I use some guides on my rolling pin to get a consistent thickness of cookie. The guides look like rubber bands. You put them on the ends of the pin and roll the dough. You won't be able to roll the dough any thinner than the guide you have put on the pin. You will want your cookies to be done but not brown, so you may need to play with the baking time until you get it right. Another nice thing about this dough is that the cookies stay true to the shape you cut them out. They don't spread much. I can usually get 16 cookies on a cookie sheet (obviously it depends on the size of the cookie).

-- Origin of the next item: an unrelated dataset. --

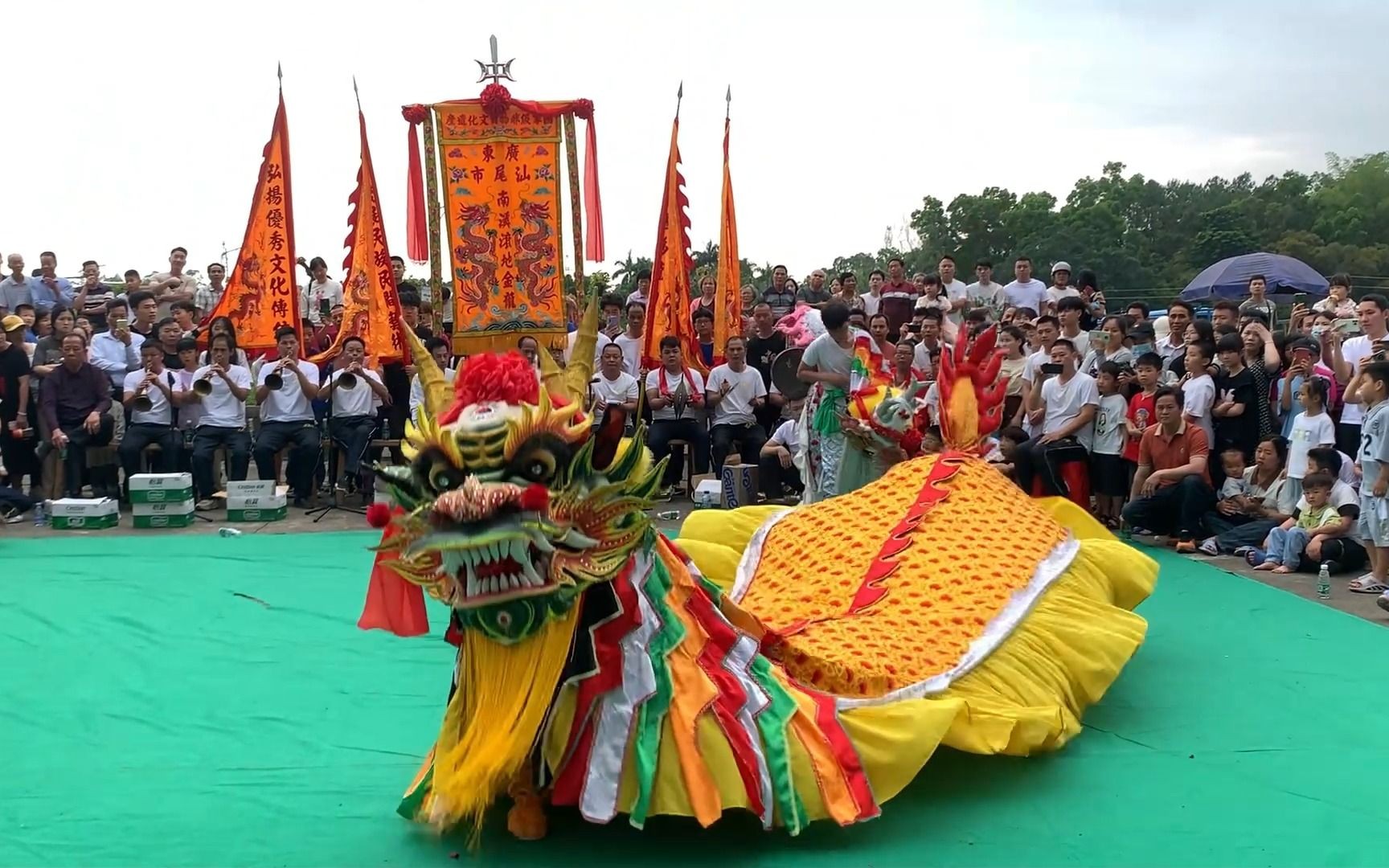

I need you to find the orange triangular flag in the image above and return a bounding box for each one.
[208,81,303,351]
[309,108,408,364]
[641,115,708,372]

For the frosting, I use a Royal Icing recipe.
4 c. powdered sugar
4 T. meringue powder (comes in a can in the cake decorating supply section of craft stores or WalMart)
1 t. almond extract
1/4 cup water
Blend well. Use liquid or gel food color to get desired colors. You may need to add water to get the consistency you need. I use squeeze bottles to ice the cookies. They work just like a marker. I use the dam and flood method. Outline the cookie with the icing and then flood the area to fill in. I use the tip of the squeeze bottle to spread the icing. Some people use a toothpick or spreading knife. The icing needs to be thin enough to flood, but not so thin that that icing falls off the cookie. The royal icing will dry hard on the cookie within 3 hours.
As you well know, presentation is everything. If I am taking the cookies someplace, I individually bag the cookies and seal them with a twist tie. I carry in a big basket of cookies. It makes quite an impression to give someone a beautiful cookie in an individual bag. The cookies pictured are some examples of my cookies.

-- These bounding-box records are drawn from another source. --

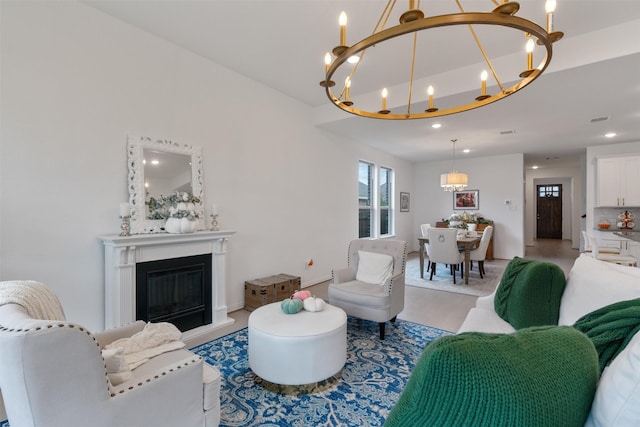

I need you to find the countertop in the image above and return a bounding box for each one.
[613,230,640,242]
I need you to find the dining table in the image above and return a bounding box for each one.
[418,233,481,285]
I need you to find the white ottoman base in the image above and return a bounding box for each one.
[248,303,347,385]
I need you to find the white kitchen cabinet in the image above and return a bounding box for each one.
[596,156,640,207]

I have also discovered that colored sanding sugars give a richness to the cookies that you would not believe. The shamrocks, valentines and some of the Christmas cookies pictured were made using this technique. You just frost them like usual, and while the frosting is still wet, you sprinkle the sugar on and shake off the excess--just like using glitter.
If you are making a face, instead of putting a lot of detail into the face, sometimes just putting two little black eyes will bring the face to life (snowman). I did a bunch of animal cookies. I just frosted them with one color and just putting the eyes on the cookies, made them come to life.